Charge contre le libre échange entre l’UE et le Canada
Hugo PRÉVOST
Alors que les négociations concernant un accord de libre-échange entre le Canada et l’Union européenne se poursuivent dans l’indifférence quasi-générale, l’Institut de recherche en économie contemporaine (IRÉC) a publié lundi son deuxième rapport de recherche sur ces discussions. Ce document souligne que le chapitre sur l’investissement du projet d’accord est pratiquement un copié-collé du Chapitre 11 de l’Accord de libre-échange nord-américain (ALÉNA), et qu’il pousserait à une plus grande libéralisation des échanges, ce qui nuirait à la souveraineté du Canada et des provinces.
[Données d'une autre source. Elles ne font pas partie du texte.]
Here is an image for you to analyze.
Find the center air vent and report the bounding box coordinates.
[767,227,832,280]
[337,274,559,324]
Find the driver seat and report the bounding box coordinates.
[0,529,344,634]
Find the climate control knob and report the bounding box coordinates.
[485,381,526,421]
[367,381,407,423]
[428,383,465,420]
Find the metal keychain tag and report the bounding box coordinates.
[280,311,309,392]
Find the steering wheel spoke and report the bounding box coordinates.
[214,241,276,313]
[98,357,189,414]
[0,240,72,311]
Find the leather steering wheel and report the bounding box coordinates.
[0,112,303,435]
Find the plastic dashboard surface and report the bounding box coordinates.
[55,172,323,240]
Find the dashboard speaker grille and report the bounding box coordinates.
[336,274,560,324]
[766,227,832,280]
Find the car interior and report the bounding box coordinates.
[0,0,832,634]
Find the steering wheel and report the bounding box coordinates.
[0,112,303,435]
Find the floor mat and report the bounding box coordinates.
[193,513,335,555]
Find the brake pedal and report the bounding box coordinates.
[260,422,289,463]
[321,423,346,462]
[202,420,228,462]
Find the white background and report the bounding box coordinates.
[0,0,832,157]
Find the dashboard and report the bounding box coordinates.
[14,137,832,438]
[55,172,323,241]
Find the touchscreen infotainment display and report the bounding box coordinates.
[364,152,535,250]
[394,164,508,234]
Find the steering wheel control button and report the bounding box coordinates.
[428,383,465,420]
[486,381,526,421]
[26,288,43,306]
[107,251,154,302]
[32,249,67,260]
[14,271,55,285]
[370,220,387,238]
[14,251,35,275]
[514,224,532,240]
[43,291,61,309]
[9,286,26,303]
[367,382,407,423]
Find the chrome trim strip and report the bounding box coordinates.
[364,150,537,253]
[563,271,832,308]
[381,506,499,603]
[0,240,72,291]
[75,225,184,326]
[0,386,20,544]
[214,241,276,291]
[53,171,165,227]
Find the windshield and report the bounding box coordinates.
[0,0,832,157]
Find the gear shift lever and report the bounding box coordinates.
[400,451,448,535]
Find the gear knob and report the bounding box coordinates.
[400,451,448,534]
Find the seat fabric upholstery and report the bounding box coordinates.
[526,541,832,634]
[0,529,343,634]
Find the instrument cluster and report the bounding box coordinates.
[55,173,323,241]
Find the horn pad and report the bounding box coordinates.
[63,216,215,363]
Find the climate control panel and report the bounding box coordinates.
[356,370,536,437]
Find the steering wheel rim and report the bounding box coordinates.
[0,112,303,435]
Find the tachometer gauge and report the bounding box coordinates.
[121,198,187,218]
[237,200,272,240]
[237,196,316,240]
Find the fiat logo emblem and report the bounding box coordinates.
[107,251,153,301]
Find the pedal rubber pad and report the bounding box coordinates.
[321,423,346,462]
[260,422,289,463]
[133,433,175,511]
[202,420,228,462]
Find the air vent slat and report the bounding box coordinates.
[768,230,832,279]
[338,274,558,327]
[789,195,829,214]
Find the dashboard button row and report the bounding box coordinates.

Selon Alexandre Maltais, chargé de projet à l’IRÉC, l’accord de libre-échange en cours de discussion ne viserait donc plus le développement économique, mais la mise en oeuvre doctrinaire de préceptes dont les bienfaits sont considérés comme automatiques. Le traité évacue la défense des intérêts supérieurs du Québec, soutient-il.
L’étude de M. Maltais stipule que le chapitre sur l’investissement de l’accord entre le Canada et l’Union européenne contient les mêmes dispositions que le chapitre 11 de l’ALÉNA, soit la clause de la nation la plus favorisée, la règle du traitement national, la norme minimale de traitement, l’interdiction des expropriations sans indemnisation, l’interdiction des restrictions sur la liberté du capital et des prescriptions de résultats, ainsi qu’un régime de règlement des différends.
Le document estime que la mise en oeuvre de ce chapitre aurait des impacts majeurs sur l’économie du Québec. En somme, l’adoption du traité contribuerait à la marginalisation de l’intérêt général au profit des investisseurs étrangers.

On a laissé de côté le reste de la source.